The primary collectibles are five severed fingers — a direct reference to one of the film’s most disturbing plot devices. It is a dark joke rendered in 8-bit pixels, and it works precisely because of the absurdity of the format. Cogs & Marvel built the 8-bit aesthetic deliberately, using the visual language of vintage arcade games to strip a melancholy, character-driven story down to its most primal elements.

What the Creator Wanted to Explore

Jon Hozier-Byrne framed the project in cultural terms as well as creative ones. “St Patrick’s Day explores Irish socio-cultural identity, much like the film that inspired us,” he explained. “Every year on one day, we set aside all political and historical baggage to make room for drinking and brilliant green hats. So we intended to treat such rich cultural content with the same severe oversimplification.”

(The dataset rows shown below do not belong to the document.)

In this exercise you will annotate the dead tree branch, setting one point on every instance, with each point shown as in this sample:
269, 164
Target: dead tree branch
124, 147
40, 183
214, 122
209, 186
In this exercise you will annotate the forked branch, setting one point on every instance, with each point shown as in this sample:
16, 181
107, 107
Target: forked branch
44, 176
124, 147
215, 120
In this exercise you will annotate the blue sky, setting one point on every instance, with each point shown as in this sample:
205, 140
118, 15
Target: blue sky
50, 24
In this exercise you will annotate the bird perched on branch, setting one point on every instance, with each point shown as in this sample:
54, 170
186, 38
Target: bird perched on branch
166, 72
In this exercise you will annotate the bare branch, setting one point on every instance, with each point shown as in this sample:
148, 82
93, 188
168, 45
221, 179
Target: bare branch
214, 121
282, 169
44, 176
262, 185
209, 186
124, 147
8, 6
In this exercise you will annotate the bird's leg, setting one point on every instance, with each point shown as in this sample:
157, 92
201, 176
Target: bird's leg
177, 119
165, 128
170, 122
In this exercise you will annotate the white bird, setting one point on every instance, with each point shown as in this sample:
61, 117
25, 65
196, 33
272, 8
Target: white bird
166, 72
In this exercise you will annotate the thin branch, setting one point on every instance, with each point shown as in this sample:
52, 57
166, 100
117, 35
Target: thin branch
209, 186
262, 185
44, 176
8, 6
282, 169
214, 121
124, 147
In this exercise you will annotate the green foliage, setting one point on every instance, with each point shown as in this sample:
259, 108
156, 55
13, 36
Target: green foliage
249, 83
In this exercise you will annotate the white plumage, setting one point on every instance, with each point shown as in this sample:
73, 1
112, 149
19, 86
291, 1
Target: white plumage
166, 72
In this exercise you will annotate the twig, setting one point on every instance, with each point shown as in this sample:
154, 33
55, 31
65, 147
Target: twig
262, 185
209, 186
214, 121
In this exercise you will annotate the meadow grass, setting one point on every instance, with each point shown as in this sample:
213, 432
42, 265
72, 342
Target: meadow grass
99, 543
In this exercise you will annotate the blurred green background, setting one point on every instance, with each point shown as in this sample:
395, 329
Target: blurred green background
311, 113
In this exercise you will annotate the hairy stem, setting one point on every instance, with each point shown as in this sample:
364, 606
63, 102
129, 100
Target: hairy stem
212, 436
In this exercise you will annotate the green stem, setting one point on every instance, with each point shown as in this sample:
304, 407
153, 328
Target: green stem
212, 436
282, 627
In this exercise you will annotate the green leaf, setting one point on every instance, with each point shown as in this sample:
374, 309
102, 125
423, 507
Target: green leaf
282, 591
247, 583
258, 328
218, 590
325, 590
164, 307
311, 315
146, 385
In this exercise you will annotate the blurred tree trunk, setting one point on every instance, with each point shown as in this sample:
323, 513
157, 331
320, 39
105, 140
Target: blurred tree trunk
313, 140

The game reduces the film’s exploration of male friendship, legacy, and the cost of stubborn conflict to a single mechanical loop: run, collect, escape. What makes it work is the affection Cogs & Marvel clearly has for the source material. Celtic typography replaces generic pixel fonts. Character designs carry specific visual details from the film. The chiptune soundtrack echoes the sparse, mournful tone McDonagh built across two hours of cinema — compressed into a minute or two of looped 8-bit audio. Much like how the Jaws board game takes a horror film and turns it into an asymmetric tabletop experience, Banshees: The Game proves that the right mechanical metaphor can translate a story’s emotional core into a completely different medium.

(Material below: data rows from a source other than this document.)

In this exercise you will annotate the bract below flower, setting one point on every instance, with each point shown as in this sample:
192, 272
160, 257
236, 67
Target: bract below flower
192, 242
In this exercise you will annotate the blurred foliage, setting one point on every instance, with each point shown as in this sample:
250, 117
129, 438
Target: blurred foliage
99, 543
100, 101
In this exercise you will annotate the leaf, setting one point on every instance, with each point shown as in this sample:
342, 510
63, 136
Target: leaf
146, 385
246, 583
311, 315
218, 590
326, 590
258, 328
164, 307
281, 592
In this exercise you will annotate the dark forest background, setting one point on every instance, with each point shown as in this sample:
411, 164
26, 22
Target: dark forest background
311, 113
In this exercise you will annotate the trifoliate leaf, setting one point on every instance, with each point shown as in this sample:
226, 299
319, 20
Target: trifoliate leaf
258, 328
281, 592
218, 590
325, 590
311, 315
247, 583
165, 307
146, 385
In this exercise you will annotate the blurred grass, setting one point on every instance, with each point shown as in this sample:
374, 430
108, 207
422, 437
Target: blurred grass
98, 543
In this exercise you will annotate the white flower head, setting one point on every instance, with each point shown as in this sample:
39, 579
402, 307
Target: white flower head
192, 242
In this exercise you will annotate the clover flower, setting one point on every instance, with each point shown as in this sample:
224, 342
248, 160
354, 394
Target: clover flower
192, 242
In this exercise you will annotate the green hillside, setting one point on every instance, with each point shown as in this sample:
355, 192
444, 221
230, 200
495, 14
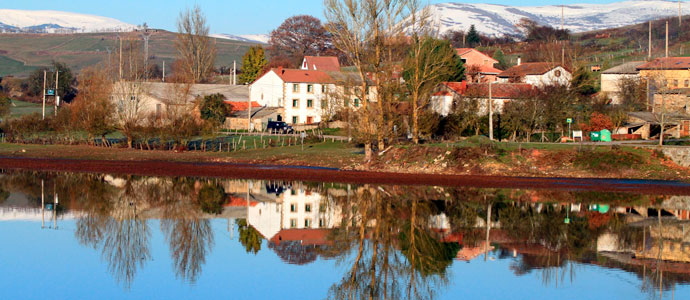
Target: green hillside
22, 53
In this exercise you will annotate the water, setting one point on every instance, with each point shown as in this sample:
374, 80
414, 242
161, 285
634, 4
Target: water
111, 237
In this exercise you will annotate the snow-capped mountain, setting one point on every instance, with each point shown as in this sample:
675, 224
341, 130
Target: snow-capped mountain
250, 38
500, 20
32, 21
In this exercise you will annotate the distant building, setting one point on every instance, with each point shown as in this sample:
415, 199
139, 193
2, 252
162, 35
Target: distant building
536, 74
479, 67
611, 79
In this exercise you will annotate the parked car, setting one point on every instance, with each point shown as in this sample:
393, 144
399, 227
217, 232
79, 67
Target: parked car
279, 127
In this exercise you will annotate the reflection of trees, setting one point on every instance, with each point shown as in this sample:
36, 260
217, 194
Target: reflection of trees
249, 237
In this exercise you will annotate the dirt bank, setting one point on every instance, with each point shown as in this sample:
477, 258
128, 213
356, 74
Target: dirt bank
277, 172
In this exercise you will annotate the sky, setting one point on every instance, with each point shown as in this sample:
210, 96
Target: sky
223, 16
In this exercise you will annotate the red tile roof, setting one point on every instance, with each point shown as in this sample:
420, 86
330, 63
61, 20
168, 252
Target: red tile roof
302, 76
524, 69
667, 63
500, 90
305, 236
321, 63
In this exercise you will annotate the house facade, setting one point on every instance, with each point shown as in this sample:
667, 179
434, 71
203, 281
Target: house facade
536, 74
612, 78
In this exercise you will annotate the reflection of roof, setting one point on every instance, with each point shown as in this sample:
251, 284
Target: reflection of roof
626, 68
321, 63
538, 68
667, 63
304, 236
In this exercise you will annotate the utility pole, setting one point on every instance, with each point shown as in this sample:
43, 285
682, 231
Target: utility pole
650, 41
666, 38
44, 94
491, 114
57, 98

According to IGN’s coverage of the game’s release, the project was received warmly as a playful and affectionate tribute. It also generated press around St Patrick’s Day as a neat example of experiential marketing that doubles as genuinely playable content rather than just a promotional stunt.

Why It Works as a Tribute

The genius of Banshees: The Game is the match between medium and message. The film itself is about reduction — about stripping away the comfort of a long friendship and being left with something raw and small. The 8-bit format mirrors that stripped-down quality. Big, complex emotions get compressed into pixelated sprites and one-line dialogue triggers. The juxtaposition Hozier-Byrne called “really interesting” is the joke and the point simultaneously: a gloomy, profound piece of filmmaking becomes a two-button arcade game, and somehow that translation is completely coherent.

The game also does what the best licensed interactive experiences do — it rewards fans of the source material with specific references (the fingers, the donkey, the put-down dialogue) while remaining accessible to players who have never seen the film. It works as a curiosity on its own terms. Other IP crossovers into new media have found similar success: the Cyberpunk 2077 live-action project is another example of a creative property attempting to preserve its tonal identity while shifting format entirely.

Frequently Asked Questions

What is Banshees: The Game?

It is a free browser game released by Irish agency Cogs & Marvel in March 2023, inspired by Martin McDonagh’s film The Banshees of Inisherin. It is a top-down Pac-Man-style arcade game playable at bansheesthegame.com.

Who do you play as in Banshees: The Game?

You play as Colm Doherty, Brendan Gleeson’s character from the film, navigating a village maze on the way to a quiet pint while avoiding Pádraic and other characters.

What is the objective of the game?

Collect five severed fingers — a reference to a key plot element in the film — and reach the tavern without being caught by Pádraic or other adversaries from the movie.

Is the game free to play?

Yes. Banshees: The Game is completely free and playable in a browser. No download or account is required.

What themes does The Banshees of Inisherin explore?

The film uses the sudden collapse of a lifelong friendship as a lens for exploring legacy, isolation, the lingering bitterness of the Irish Civil War, and the self-destructive cycles that small conflicts can trigger when pride and stubbornness go unchecked.